Enhanced Li+ migration in solid polymer electrolyte driven by anion-containing polymer-chains

Abstract

Li-ion batteries with solid polymer electrolytes (SPEs) are safer than conventional liquid electrolytes due to the absence of highly flammable liquid electrolytes. However, their performance is limited by the poor Li+ transport in SPEs at room temperature. Anion-containing polymer-chains incorporated SPEs (ASPEs) are therefore developed to enhance Li+ diffusion kinetics. Herein, we propose a novel and feasible strategy to incorporate the anion-containing polymer-chains, such as lithiated perfluorinated sulfonic acid (PFSA), into polyvinylidene fluoride (PVDF) polymer-based SPEs. The immobile anion groups from the PFSA-chains impede the migration of mobile anion groups dissociated from the Li salt.
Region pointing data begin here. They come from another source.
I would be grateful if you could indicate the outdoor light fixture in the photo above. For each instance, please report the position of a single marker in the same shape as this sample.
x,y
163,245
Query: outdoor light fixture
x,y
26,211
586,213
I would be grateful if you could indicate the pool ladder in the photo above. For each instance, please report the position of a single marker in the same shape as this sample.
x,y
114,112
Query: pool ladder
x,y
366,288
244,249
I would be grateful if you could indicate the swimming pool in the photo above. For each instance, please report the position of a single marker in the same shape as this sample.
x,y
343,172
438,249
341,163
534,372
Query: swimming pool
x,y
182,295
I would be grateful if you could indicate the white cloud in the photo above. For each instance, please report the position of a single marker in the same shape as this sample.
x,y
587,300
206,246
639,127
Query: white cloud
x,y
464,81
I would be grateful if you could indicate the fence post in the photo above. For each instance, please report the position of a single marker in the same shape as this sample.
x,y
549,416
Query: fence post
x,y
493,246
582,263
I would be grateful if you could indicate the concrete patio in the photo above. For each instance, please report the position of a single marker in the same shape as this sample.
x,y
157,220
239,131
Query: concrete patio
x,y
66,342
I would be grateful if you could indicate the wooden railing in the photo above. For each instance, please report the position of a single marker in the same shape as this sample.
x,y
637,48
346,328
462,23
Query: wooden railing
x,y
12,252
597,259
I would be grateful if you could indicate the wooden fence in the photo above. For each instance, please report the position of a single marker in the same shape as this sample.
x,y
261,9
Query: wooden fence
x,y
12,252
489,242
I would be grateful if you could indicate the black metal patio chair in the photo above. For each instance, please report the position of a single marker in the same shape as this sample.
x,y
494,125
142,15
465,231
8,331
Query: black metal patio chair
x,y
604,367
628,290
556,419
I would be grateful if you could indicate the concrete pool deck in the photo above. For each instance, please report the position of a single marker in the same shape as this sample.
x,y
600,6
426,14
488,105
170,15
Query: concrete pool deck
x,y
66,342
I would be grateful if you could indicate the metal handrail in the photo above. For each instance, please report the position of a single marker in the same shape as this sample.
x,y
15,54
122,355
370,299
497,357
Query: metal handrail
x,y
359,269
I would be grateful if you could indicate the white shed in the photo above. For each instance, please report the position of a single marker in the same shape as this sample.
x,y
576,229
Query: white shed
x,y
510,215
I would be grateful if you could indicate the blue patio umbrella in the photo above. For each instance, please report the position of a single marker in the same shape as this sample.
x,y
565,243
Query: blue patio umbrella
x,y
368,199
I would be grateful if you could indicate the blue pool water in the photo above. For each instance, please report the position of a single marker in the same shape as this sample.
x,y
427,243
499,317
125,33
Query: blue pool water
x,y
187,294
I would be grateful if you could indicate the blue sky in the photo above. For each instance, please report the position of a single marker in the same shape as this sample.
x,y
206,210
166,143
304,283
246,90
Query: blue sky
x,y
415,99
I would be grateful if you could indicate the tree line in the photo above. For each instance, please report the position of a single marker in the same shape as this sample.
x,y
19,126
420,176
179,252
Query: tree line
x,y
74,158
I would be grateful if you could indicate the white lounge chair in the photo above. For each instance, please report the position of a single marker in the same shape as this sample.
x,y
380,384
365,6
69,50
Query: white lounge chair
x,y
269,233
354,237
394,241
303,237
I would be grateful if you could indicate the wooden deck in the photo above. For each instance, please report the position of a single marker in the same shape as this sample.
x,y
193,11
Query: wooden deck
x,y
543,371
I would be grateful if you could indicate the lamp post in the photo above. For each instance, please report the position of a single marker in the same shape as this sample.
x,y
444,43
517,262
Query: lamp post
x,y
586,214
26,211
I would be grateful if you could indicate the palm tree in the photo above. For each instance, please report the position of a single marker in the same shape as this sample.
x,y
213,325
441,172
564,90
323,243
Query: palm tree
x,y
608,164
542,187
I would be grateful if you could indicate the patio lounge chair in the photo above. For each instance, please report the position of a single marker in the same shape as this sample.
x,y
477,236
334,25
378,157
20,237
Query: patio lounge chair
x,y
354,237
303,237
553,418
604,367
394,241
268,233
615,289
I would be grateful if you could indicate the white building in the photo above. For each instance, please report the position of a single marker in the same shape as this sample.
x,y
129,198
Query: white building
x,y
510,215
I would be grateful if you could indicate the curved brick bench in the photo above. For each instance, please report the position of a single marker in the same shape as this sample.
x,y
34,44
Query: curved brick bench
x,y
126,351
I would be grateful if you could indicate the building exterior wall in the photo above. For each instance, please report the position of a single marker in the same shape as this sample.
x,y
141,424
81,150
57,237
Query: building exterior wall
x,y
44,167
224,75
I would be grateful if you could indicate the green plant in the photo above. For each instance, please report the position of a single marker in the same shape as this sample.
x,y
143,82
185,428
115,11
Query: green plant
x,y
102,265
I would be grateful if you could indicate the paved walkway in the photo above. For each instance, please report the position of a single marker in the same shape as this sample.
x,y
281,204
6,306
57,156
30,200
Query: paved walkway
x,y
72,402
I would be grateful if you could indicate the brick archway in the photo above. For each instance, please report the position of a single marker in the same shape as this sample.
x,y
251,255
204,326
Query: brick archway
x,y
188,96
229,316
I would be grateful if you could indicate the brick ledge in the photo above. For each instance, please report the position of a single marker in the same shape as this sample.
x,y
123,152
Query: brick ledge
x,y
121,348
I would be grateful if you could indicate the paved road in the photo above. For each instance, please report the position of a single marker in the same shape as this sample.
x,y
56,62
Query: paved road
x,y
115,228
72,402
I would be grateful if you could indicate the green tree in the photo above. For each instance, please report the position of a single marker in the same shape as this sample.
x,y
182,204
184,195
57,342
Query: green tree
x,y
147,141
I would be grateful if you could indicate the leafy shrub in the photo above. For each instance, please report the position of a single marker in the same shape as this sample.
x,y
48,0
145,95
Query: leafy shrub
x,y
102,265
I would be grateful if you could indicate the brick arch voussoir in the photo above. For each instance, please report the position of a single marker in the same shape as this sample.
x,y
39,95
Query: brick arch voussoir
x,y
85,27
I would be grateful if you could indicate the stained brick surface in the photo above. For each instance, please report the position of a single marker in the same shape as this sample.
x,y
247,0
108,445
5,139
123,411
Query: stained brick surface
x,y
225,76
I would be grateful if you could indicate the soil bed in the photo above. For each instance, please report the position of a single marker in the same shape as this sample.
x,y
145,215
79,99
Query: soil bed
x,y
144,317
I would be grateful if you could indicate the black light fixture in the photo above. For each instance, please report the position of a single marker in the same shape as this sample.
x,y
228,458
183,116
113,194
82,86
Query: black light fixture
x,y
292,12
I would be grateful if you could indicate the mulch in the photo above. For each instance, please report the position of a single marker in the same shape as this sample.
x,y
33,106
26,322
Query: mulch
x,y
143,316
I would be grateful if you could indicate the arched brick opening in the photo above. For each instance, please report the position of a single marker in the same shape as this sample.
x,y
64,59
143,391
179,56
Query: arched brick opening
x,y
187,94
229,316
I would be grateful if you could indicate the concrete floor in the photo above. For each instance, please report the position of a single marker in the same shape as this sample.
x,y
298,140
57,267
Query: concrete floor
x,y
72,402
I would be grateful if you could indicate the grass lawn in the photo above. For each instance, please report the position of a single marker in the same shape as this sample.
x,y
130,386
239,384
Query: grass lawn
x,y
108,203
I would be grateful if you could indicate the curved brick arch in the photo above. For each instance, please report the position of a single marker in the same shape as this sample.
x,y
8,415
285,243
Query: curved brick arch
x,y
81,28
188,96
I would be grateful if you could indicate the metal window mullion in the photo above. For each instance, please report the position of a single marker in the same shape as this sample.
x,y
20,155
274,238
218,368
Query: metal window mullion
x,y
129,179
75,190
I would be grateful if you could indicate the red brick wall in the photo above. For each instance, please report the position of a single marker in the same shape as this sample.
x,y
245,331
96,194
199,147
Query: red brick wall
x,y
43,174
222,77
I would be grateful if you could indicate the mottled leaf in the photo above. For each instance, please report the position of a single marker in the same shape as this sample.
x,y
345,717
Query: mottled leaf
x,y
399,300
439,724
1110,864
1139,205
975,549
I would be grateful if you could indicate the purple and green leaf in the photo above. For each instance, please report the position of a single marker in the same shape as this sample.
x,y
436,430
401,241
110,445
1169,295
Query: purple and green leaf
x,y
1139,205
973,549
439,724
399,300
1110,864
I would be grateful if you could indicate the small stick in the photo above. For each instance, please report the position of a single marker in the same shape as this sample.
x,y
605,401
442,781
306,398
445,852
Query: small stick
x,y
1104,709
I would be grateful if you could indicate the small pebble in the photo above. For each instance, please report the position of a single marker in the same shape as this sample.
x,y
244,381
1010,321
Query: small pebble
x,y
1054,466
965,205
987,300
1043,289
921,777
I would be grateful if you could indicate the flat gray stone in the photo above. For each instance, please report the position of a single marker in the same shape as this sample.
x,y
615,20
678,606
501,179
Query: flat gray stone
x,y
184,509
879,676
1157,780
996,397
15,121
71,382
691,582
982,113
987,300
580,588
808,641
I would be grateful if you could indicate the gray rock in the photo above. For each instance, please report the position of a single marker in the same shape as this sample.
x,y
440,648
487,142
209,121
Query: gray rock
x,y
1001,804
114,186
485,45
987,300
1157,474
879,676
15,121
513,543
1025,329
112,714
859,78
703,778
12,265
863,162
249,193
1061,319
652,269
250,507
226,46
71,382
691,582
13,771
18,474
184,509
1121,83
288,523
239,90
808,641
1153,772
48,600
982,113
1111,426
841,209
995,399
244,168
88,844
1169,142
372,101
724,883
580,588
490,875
The transference number is thus raised from ∼0.3 to 0.52 with the introduction of anion-containing polymer-chains into SPEs. The electrostatic repulsion among anion-containing chains also reduces the close chain stacking and brings 159% increase in the ionic conductivity to 0.83 × 10−3 S/cm at 30 °C in contrast with the pure PVDF-based SPE. In addition, LiFeO4/Li batteries with ASPEs exhibit 55% capacity boost at 0.5 C in contrast to the capacity of batteries with pure-PVDF SPEs, and also offer more than 1000 charge/discharge cycles. Our research findings potentially offer a facile strategy to design thermal stable SPEs with superior Li+ transport behaviors towards developing high-performance SPEs-based batteries.